Liam shook his head. "No."
Mrs. Harriet’s brow lifted a fraction. "You don’t want financial compensation?"
"Money is the boring answer." He leaned forward slightly, elbows on the table. "I want to open my own firm. And to do that properly, I need things that are worth considerably more to me than a settlement figure."
"Such as?"
"A formal letter of recommendation on Harlan and Associates letterhead — partners’ signatures, not administrative. Specific, detailed, referencing my case win rate, my client retention record, and my conduct as senior associate." He held up a finger. "Second. A certificate of good standing from the firm, uncontested, that I can present to the Washington State Bar when I apply for my practising licence under a new entity."
Mrs. Harriet’s expression was unreadable but this was no surprise.

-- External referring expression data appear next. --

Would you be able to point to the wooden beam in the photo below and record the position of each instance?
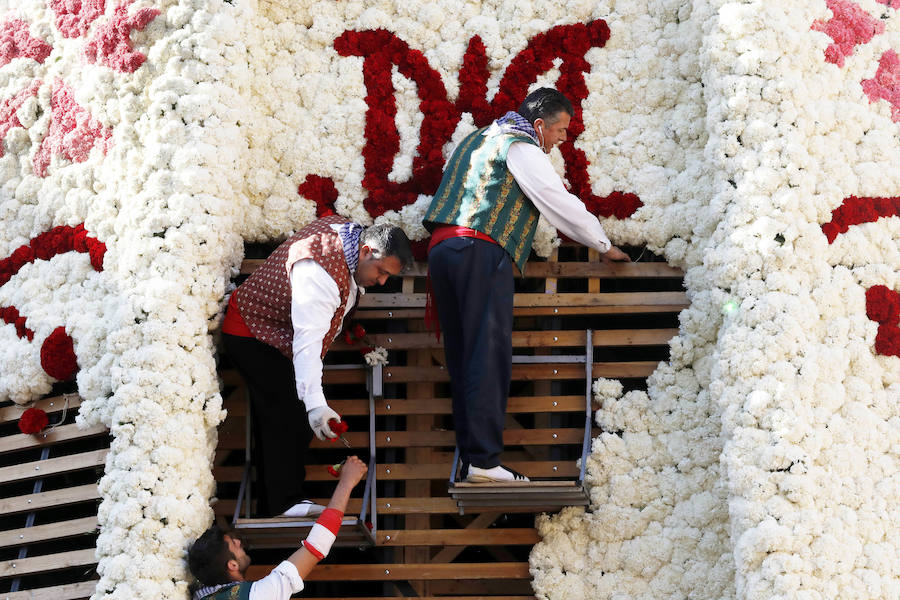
(530, 339)
(529, 372)
(48, 562)
(54, 499)
(50, 405)
(50, 531)
(57, 435)
(54, 466)
(458, 537)
(71, 591)
(442, 406)
(400, 572)
(611, 299)
(540, 269)
(424, 439)
(449, 552)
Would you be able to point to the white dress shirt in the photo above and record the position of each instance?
(314, 300)
(280, 584)
(540, 182)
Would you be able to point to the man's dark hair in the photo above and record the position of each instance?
(208, 555)
(545, 103)
(387, 240)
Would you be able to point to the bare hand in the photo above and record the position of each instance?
(353, 471)
(614, 254)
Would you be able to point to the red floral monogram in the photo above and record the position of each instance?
(883, 307)
(882, 304)
(382, 50)
(57, 351)
(851, 26)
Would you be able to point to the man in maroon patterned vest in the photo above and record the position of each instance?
(278, 326)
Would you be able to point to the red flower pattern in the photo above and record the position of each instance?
(886, 83)
(57, 351)
(851, 26)
(854, 211)
(16, 41)
(111, 44)
(883, 307)
(382, 50)
(33, 421)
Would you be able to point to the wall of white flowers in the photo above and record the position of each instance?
(754, 144)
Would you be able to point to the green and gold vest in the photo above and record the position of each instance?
(238, 591)
(478, 191)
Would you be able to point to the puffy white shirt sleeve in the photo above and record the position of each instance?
(280, 584)
(314, 300)
(539, 181)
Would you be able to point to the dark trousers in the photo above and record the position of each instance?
(472, 282)
(281, 432)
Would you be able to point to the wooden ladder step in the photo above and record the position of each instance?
(47, 562)
(53, 499)
(410, 572)
(54, 466)
(71, 591)
(458, 537)
(49, 531)
(498, 496)
(281, 532)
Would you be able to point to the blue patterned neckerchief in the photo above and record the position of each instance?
(513, 122)
(212, 589)
(349, 233)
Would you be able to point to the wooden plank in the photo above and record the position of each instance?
(491, 597)
(540, 269)
(50, 531)
(54, 499)
(399, 314)
(50, 405)
(419, 471)
(442, 406)
(71, 591)
(530, 372)
(401, 301)
(531, 339)
(47, 562)
(463, 537)
(54, 466)
(449, 553)
(399, 572)
(424, 439)
(63, 433)
(393, 506)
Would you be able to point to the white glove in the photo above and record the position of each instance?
(318, 421)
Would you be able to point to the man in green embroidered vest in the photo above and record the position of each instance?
(482, 219)
(218, 560)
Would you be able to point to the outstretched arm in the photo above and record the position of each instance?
(304, 559)
(535, 175)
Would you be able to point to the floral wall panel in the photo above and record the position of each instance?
(752, 144)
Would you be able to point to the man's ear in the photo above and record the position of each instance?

"Third," Liam said. "Three referrals. Existing Harlan clients — mid-tier, not your anchor accounts, I’m not unreasonable — who would be open to a consultation with an independent firm. In writing, with your personal endorsement attached."
He stopped there for a moment but Liam was in flow state at this point.
Mrs. Harriet was quiet for what felt like a long time. The candlelight moved across her face. Somewhere behind them a cork came out of a bottle.
And then it happened.
The composure didn’t crack. It didn’t dissolve or splinter or collapse. It simply... opened. Like a door she had chosen to unlock rather than one that had been forced. The surprise crossed her face first — genuine, unguarded — and then something else followed it. Her lips parted and her dimples appeared to reveal a full-teethed smile.
It was the smile of a woman who had just been impressed against her will.
"You negotiated your own wrongful termination," she said, almost to herself. "Into a business launch package."
"I told you I didn’t want something boring."
She laughed. A quiet sound, genuine, and it changed her face entirely.
And then—
[Ding!]
[New Target Detected!]
[MILF Profile Analysis]
[Name: Harriet Harlan]
[Age: 42]
[Status: Married (Financially Independent / Emotionally Isolated)]
[Attractiveness: 8.9/10 (High-Tier)]
[Body Type: Petite / Sculpted]
[Current Emotional State: Guarded admiration, intellectual stimulation, suppressed curiosity]
[Potential ROI: Exceptional (★★★★★)]
[Recommended Investment Level: High]
Liam kept his face perfectly still.
But behind those blue eyes, something shifted entirely.
"You gotta be fucking kidding me!" Liam thought to himself.